2. OFF signal witch higher priority then ON signal.
fandingo wrote:This doesn't address the problem. The issue is that closed loop control systems cannot use an instantaneous value, even if time-boxed, and reach stability. They will always oscillate. All this change does is increase the period of oscillations. As I said originally, oscillating systems are fine in video games. It's computationally prohibitive to implement stable control algorithms. I'd rather see a "delay combinator" (or even better a moving mean combinator) with a configurable period instead of it being built into just one circuit network entity. It would be broadly useful in lean factories.
I still think the power switch issue is merely cosmetic on the power graphs. There's no functional problem. Change the power graphs to always include solar power production if either solar is reasearch or there's an entity anywhere on the map. The graphs will still show oscillations, but that's an accurate representation of what happens, and to be honest, absolutely what should happen.

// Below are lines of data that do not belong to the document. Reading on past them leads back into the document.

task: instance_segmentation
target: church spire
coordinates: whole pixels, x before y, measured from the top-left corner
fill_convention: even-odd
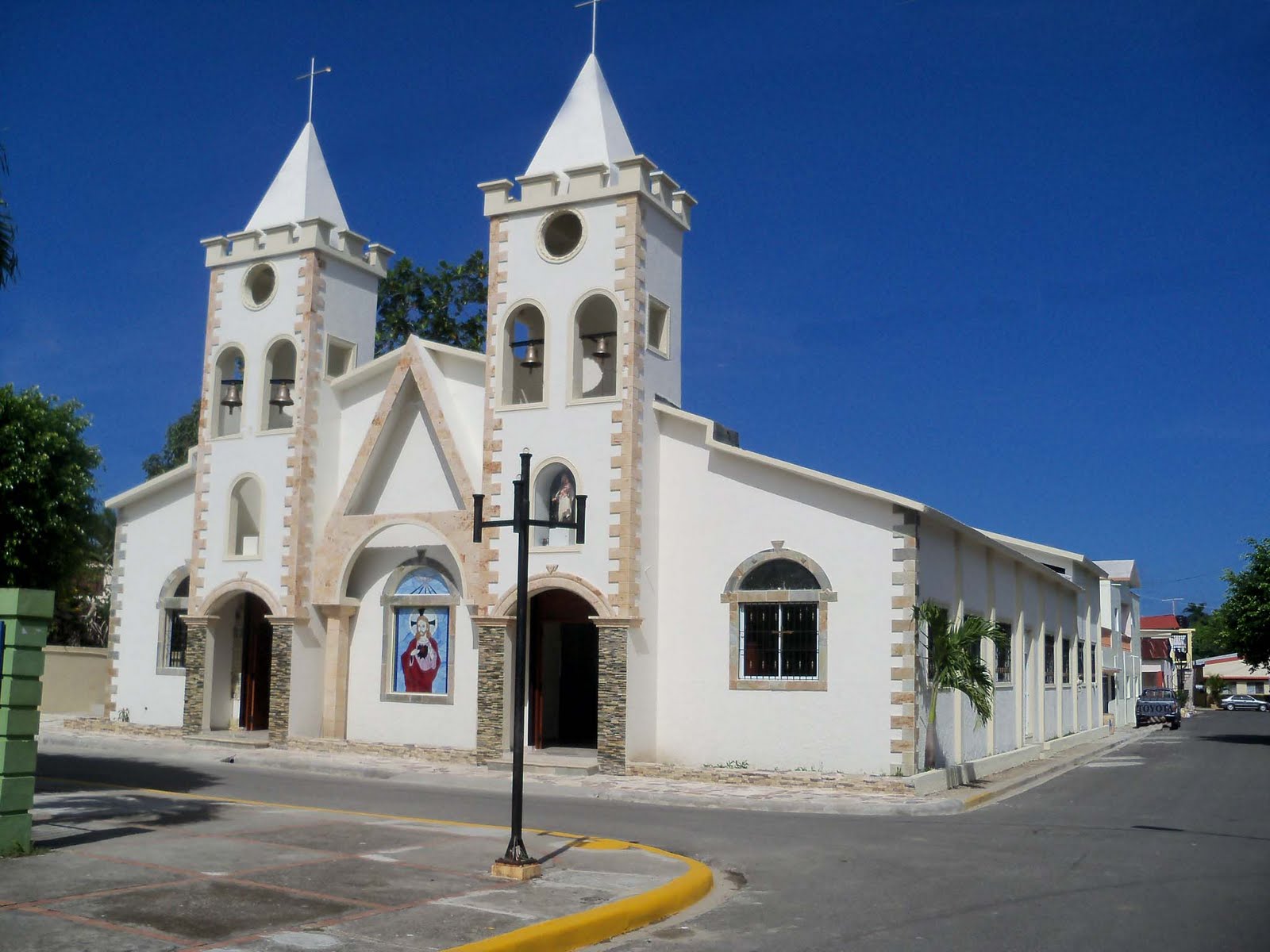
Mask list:
[[[246,223],[246,231],[307,218],[325,218],[340,230],[348,227],[311,122],[305,123],[300,138]]]
[[[564,173],[601,162],[612,168],[618,159],[634,155],[599,61],[592,53],[525,174]]]

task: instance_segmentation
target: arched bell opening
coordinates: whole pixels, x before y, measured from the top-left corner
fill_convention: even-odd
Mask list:
[[[574,317],[572,395],[617,395],[617,306],[607,294],[588,297]]]
[[[503,322],[503,405],[541,404],[545,396],[546,319],[537,306],[511,310]]]
[[[264,355],[263,426],[267,430],[291,429],[295,421],[296,345],[278,340]]]

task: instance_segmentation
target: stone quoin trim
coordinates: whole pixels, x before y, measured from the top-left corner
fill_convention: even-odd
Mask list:
[[[494,410],[499,406],[498,392],[502,387],[502,380],[498,377],[499,326],[504,319],[503,307],[507,305],[507,218],[490,218],[489,293],[485,300],[485,440],[481,452],[481,491],[485,494],[486,519],[502,518],[498,500],[503,494],[503,463],[498,457],[503,452],[503,419]],[[471,600],[485,614],[490,613],[494,602],[494,586],[498,580],[498,550],[494,542],[500,532],[500,529],[485,529],[476,556]]]
[[[109,665],[107,666],[107,683],[110,685],[105,696],[105,710],[103,716],[110,720],[114,713],[114,696],[119,693],[119,626],[123,623],[123,557],[127,552],[128,524],[116,523],[114,526],[114,562],[110,569],[110,619],[107,645],[110,650]]]
[[[318,468],[318,400],[321,392],[321,354],[326,263],[316,251],[300,256],[300,289],[296,303],[296,415],[287,435],[287,489],[282,501],[282,597],[292,616],[309,605],[309,579],[314,555],[314,485]],[[290,651],[290,647],[288,647]],[[290,666],[288,666],[290,671]],[[273,685],[271,682],[271,693]],[[269,710],[271,732],[273,708]]]
[[[893,505],[890,576],[890,763],[904,777],[917,773],[918,528],[921,517]]]
[[[615,291],[624,307],[617,315],[617,347],[621,349],[621,378],[617,382],[621,409],[613,410],[612,513],[617,517],[608,527],[612,545],[608,550],[608,592],[613,605],[627,614],[639,613],[640,519],[644,479],[644,344],[645,294],[644,258],[648,235],[638,195],[617,203]],[[598,510],[598,506],[597,506]],[[625,668],[622,678],[625,679]],[[601,680],[601,691],[603,691]]]
[[[221,347],[221,292],[225,289],[225,269],[217,268],[208,279],[207,291],[207,333],[203,348],[203,387],[198,407],[198,448],[194,457],[194,533],[193,551],[189,557],[189,608],[196,608],[203,599],[203,571],[207,569],[207,510],[210,506],[210,475],[212,470],[212,415],[216,413],[218,393],[216,385],[216,353]],[[202,611],[199,608],[199,611]],[[188,641],[187,641],[188,645]]]

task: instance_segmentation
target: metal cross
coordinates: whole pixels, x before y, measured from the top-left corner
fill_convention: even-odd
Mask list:
[[[574,10],[580,10],[583,6],[591,8],[591,55],[596,55],[596,9],[602,4],[603,0],[582,0],[580,4],[574,4]]]
[[[596,0],[596,3],[599,3],[599,0]],[[324,72],[330,72],[330,66],[324,66],[320,70],[315,70],[314,66],[316,65],[318,65],[318,57],[310,56],[309,72],[304,74],[302,76],[296,76],[297,80],[301,79],[309,80],[309,122],[314,121],[314,77],[320,76]]]

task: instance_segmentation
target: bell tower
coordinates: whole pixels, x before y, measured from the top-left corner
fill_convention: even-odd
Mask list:
[[[643,433],[655,399],[679,402],[695,202],[635,152],[594,53],[526,173],[480,189],[490,222],[485,493],[511,505],[525,448],[535,512],[555,505],[568,476],[588,496],[585,543],[568,531],[535,538],[530,575],[580,579],[615,614],[638,616]],[[497,600],[514,585],[514,539],[491,546]]]
[[[334,496],[330,382],[373,357],[390,249],[349,230],[306,123],[243,231],[206,239],[190,613],[236,580],[307,617],[315,503]]]

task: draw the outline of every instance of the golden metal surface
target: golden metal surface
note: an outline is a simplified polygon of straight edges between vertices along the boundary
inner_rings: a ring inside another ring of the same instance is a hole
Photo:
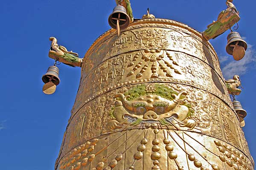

Neotix wrote:To be honest I also think that way. If power switch oscillate that's menat the control design is bad. The same way player can build rail network witch tones of deadlocks or bots swarm that roam around entire map or moving everything on belts even from far outposts. There is many bad designs that can kick performance in the ass of cause serious problem in factory but it not mean that devs have to develop complicated features to avoid that.mattj256 wrote:Do nothing. fandingo says this is only a cosmetic problem, not a functional problem. I don't have a good counterargument. What I will say is that someone who wants to avoid these oscillations should be able to do so without having to use advanced features of the circuit network.